- The $US69 billion CVS-Aetna deal could generate more than half a billion in fees for Wall Street investment banks.
- The latest in a wave of megadeals is another big win for Goldman Sachs, as well as a handful of independents.
On Sunday, CVS Health agreed a deal to buy insurance giant Aetna in a $US69 billion deal. The bankers who spent their weekend closing the transaction, the latest in a wave of megadeals, stand to earn a colossal amount of fees for their firms.
Between advising on the transaction – which could generate significant regulatory scrutiny – and arranging more than $US40 billion in financing, seven banks could split more than $US500 million if the deal closes.
It’s a big win for Goldman Sachs, which advised CVS on the deal along with Barclays and boutique Centerview Partners. The banks will split $US100 million to $US125 million, according to Jeffrey Nassof, director of consulting firm Freeman & Co.
It’s also another big win for boutiques and independents, with three independents advising Aetna: Lazard, Allen & Co., and Evercore will also split $US100 million to $US125 million, according to Nassof.

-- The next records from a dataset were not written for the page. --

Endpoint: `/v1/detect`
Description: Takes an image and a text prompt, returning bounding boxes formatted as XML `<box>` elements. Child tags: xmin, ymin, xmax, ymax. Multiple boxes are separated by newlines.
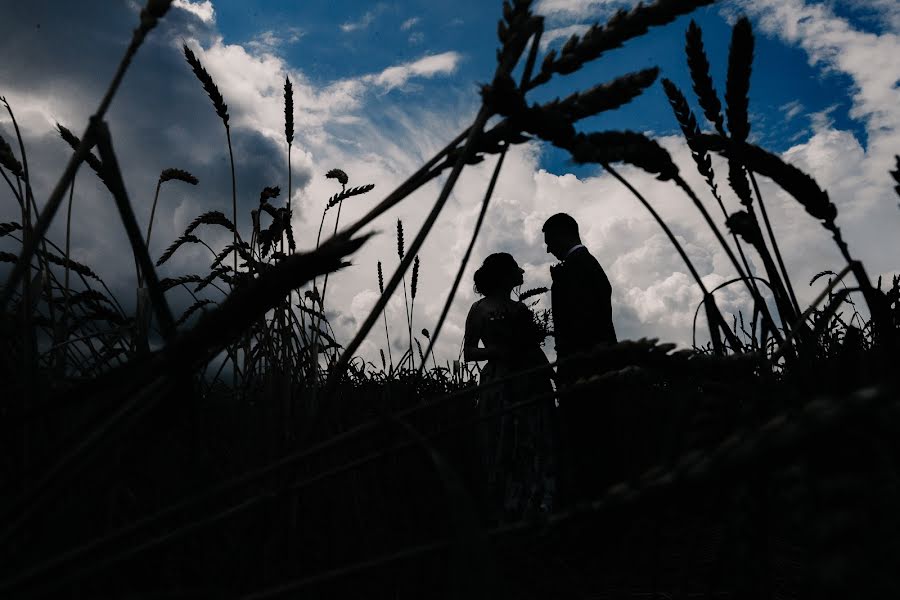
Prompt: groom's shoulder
<box><xmin>566</xmin><ymin>246</ymin><xmax>600</xmax><ymax>267</ymax></box>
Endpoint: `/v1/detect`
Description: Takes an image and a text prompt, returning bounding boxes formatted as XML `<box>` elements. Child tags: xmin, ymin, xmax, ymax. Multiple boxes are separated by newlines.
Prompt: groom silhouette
<box><xmin>542</xmin><ymin>213</ymin><xmax>618</xmax><ymax>503</ymax></box>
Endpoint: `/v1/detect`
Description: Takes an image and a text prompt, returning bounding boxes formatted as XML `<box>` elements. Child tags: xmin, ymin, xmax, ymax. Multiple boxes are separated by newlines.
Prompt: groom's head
<box><xmin>541</xmin><ymin>213</ymin><xmax>581</xmax><ymax>260</ymax></box>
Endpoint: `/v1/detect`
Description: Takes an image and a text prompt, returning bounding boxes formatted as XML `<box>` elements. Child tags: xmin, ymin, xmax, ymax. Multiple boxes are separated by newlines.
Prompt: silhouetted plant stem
<box><xmin>419</xmin><ymin>145</ymin><xmax>509</xmax><ymax>374</ymax></box>
<box><xmin>0</xmin><ymin>0</ymin><xmax>171</xmax><ymax>312</ymax></box>
<box><xmin>332</xmin><ymin>105</ymin><xmax>491</xmax><ymax>390</ymax></box>
<box><xmin>601</xmin><ymin>163</ymin><xmax>743</xmax><ymax>349</ymax></box>
<box><xmin>56</xmin><ymin>179</ymin><xmax>75</xmax><ymax>375</ymax></box>
<box><xmin>92</xmin><ymin>117</ymin><xmax>175</xmax><ymax>342</ymax></box>
<box><xmin>747</xmin><ymin>169</ymin><xmax>802</xmax><ymax>318</ymax></box>
<box><xmin>673</xmin><ymin>175</ymin><xmax>783</xmax><ymax>343</ymax></box>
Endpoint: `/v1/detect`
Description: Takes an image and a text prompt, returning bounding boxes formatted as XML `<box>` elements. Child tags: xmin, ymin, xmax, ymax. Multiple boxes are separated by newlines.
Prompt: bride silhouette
<box><xmin>463</xmin><ymin>252</ymin><xmax>555</xmax><ymax>521</ymax></box>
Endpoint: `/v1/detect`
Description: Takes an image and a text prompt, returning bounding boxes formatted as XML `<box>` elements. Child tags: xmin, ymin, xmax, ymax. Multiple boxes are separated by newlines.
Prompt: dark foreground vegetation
<box><xmin>0</xmin><ymin>0</ymin><xmax>900</xmax><ymax>599</ymax></box>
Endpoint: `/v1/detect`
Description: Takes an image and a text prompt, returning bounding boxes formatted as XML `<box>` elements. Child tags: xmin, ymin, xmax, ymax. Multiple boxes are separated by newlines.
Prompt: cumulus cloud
<box><xmin>0</xmin><ymin>0</ymin><xmax>900</xmax><ymax>363</ymax></box>
<box><xmin>172</xmin><ymin>0</ymin><xmax>216</xmax><ymax>25</ymax></box>
<box><xmin>359</xmin><ymin>51</ymin><xmax>462</xmax><ymax>90</ymax></box>
<box><xmin>341</xmin><ymin>3</ymin><xmax>387</xmax><ymax>33</ymax></box>
<box><xmin>541</xmin><ymin>24</ymin><xmax>590</xmax><ymax>50</ymax></box>
<box><xmin>400</xmin><ymin>17</ymin><xmax>422</xmax><ymax>31</ymax></box>
<box><xmin>778</xmin><ymin>100</ymin><xmax>803</xmax><ymax>121</ymax></box>
<box><xmin>247</xmin><ymin>27</ymin><xmax>305</xmax><ymax>54</ymax></box>
<box><xmin>535</xmin><ymin>0</ymin><xmax>637</xmax><ymax>21</ymax></box>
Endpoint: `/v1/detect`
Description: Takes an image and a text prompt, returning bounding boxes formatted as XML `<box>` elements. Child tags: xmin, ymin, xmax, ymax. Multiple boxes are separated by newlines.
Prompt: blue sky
<box><xmin>0</xmin><ymin>0</ymin><xmax>900</xmax><ymax>358</ymax></box>
<box><xmin>209</xmin><ymin>0</ymin><xmax>864</xmax><ymax>165</ymax></box>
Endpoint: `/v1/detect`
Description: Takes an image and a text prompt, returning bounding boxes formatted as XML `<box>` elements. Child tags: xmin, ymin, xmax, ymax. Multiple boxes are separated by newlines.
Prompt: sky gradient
<box><xmin>0</xmin><ymin>0</ymin><xmax>900</xmax><ymax>361</ymax></box>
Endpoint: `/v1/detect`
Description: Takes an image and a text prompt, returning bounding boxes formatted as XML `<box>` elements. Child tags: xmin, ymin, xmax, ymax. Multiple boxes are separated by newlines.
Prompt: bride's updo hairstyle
<box><xmin>473</xmin><ymin>252</ymin><xmax>519</xmax><ymax>296</ymax></box>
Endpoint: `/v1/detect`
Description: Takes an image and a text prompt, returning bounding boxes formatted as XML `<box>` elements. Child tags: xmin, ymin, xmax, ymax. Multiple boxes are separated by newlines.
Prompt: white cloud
<box><xmin>400</xmin><ymin>17</ymin><xmax>422</xmax><ymax>31</ymax></box>
<box><xmin>247</xmin><ymin>27</ymin><xmax>305</xmax><ymax>54</ymax></box>
<box><xmin>534</xmin><ymin>0</ymin><xmax>637</xmax><ymax>21</ymax></box>
<box><xmin>172</xmin><ymin>0</ymin><xmax>216</xmax><ymax>25</ymax></box>
<box><xmin>0</xmin><ymin>0</ymin><xmax>900</xmax><ymax>364</ymax></box>
<box><xmin>360</xmin><ymin>51</ymin><xmax>462</xmax><ymax>90</ymax></box>
<box><xmin>541</xmin><ymin>24</ymin><xmax>590</xmax><ymax>50</ymax></box>
<box><xmin>778</xmin><ymin>100</ymin><xmax>803</xmax><ymax>121</ymax></box>
<box><xmin>341</xmin><ymin>3</ymin><xmax>387</xmax><ymax>33</ymax></box>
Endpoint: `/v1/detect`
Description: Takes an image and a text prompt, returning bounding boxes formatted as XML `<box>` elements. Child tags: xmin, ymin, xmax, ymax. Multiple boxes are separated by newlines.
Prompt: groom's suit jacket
<box><xmin>550</xmin><ymin>246</ymin><xmax>616</xmax><ymax>381</ymax></box>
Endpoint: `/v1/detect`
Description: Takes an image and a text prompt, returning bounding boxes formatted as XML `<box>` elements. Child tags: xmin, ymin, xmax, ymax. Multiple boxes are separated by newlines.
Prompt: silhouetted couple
<box><xmin>464</xmin><ymin>213</ymin><xmax>616</xmax><ymax>520</ymax></box>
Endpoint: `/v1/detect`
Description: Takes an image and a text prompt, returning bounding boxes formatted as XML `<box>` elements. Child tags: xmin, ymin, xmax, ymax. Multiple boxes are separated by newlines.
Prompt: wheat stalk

The $US250 million tab is the second-biggest payday of the year for advisory fees on an announced deal, according to Nassof, following only the Broadcom-Qualcomm transaction, which is very much in limbo.
The Aetna-CVS deal will also require an enormous amount of financing, where Goldman Sachs once again wins big. Along with Barclays and Bank of America Merrill Lynch, the firm will share in as much as $US150 million for arranging the $US45 billion bridge loan, and the underwriters could see another $US200 million for placing some $US40 billion in long-term bond financing, according to Nassof.
All told, that’s potentially $US600 million in advisory and financing fees from one deal.